I don't profess to have an infallible body image. However I seem to have cut the tie between what my body looks like and my value as a person.  I don't compare my body to other peoples bodies.  I have accepted that I am a big woman.  When I gain weight, it’s a matter a fact occurrence that means I need to pay attention. Not that I'm a failure. If I feel off balance with my food choices, its time to bring consciousness to my eating. Not time to beat myself up and drown in fear.

 However old habits die hard, and I find myself applying my old ways to another aspect of my body….my physical abilities. 

 I often find myself feeling sorry for myself in regards to my lifting.  Sorry that I started my athletic career so late.  Sorry that I beat up my body so badly for 29 years. Sorry that I have structural limitations that limit my mobility. Sorry that I have to work all the much harder because of those things.
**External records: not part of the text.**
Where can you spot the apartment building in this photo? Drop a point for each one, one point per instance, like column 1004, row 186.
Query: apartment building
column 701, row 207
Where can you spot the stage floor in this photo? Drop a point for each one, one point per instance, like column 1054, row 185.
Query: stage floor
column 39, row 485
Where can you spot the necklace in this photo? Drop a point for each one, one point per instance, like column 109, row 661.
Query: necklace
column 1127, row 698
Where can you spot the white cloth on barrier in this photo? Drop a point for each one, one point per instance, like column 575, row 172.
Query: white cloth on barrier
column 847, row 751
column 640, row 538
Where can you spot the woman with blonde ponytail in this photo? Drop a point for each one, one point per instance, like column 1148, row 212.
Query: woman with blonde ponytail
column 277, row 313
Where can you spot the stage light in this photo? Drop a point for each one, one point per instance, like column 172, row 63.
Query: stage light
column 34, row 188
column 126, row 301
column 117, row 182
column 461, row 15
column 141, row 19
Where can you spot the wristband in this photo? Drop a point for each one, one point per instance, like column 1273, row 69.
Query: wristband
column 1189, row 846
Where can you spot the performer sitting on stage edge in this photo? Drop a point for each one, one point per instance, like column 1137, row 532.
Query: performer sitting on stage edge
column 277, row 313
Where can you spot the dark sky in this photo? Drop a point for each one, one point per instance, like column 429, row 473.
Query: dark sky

And I often compare myself to others.  Not only comparing the weights they lift (especially girls more than half my size) but also their technique when they are lifting.  Their speed, their squat…good quality movement. Things I envy and wish I had. 

 Of course I know that feeling this way isn't rational nor healthy…and certainly not helpful. Over the past two years since I've been lifting many times I have DECIDED to stop feeling this way and ACCEPT who I am. That works for awhile….

 And then something happens….someone says something, I see video of myself lifting poorly or I have a lifting day where I can't seem to do anything right.  I find my self swirling down the spiral of self loathing.  I feel ashamed and embarrassed and defeated.

It’s the same exact thing that used to happen in my relationship to the way I looked.  I knew early on that I needed to love myself, that it was key.  I knew I needed to accept myself at age 16. 

 I would often DECIDE to love myself to ACCEPT myself.  That would work for awhile….

 And then something would happen… someone would say something about my weight, I'd see a picture of myself or I'd go try to buy clothes and nothing fit.  And down the spiral I went. 

 The spiral never led to getting any better, just more of the same.  Even when things seemingly got better, my feelings about myself were never enough.  Losing weight wasn't my problem anymore than getting better at weightlifting is.

 What I really wanted wasn't to be skinny.  What I really want is not to be a good weightlifter. What I want….what is essential to my life is that I feel good about myself. That I am content.  That I can accept what I cannot change and love myself regardless.  No thing, no achievement, no number, no way that I look just standing here or in a snatch is going to make  me realize this.  

 We are destined to repeat a process, until we have truly worked it out. Obviously I still have more to learn.  And although it seems like I am just doing the same exact thing again, the truth is I am not who I used to be.  

 Just like in weightlifting, often times we need to break things down and rebuild our foundation as we reach new levels in our ability and strength.

 The first step is almost always becoming aware and to be honest as I wrote this, my awareness has become clearer. 

 I am a strong, confident and worthy human being…the negative voices may try to convince me otherwise but they are just noise, old noise and a wake up call to start living my life from a place of WHOLENESS.

 It is and still is about one thing…my Radical Hateloss.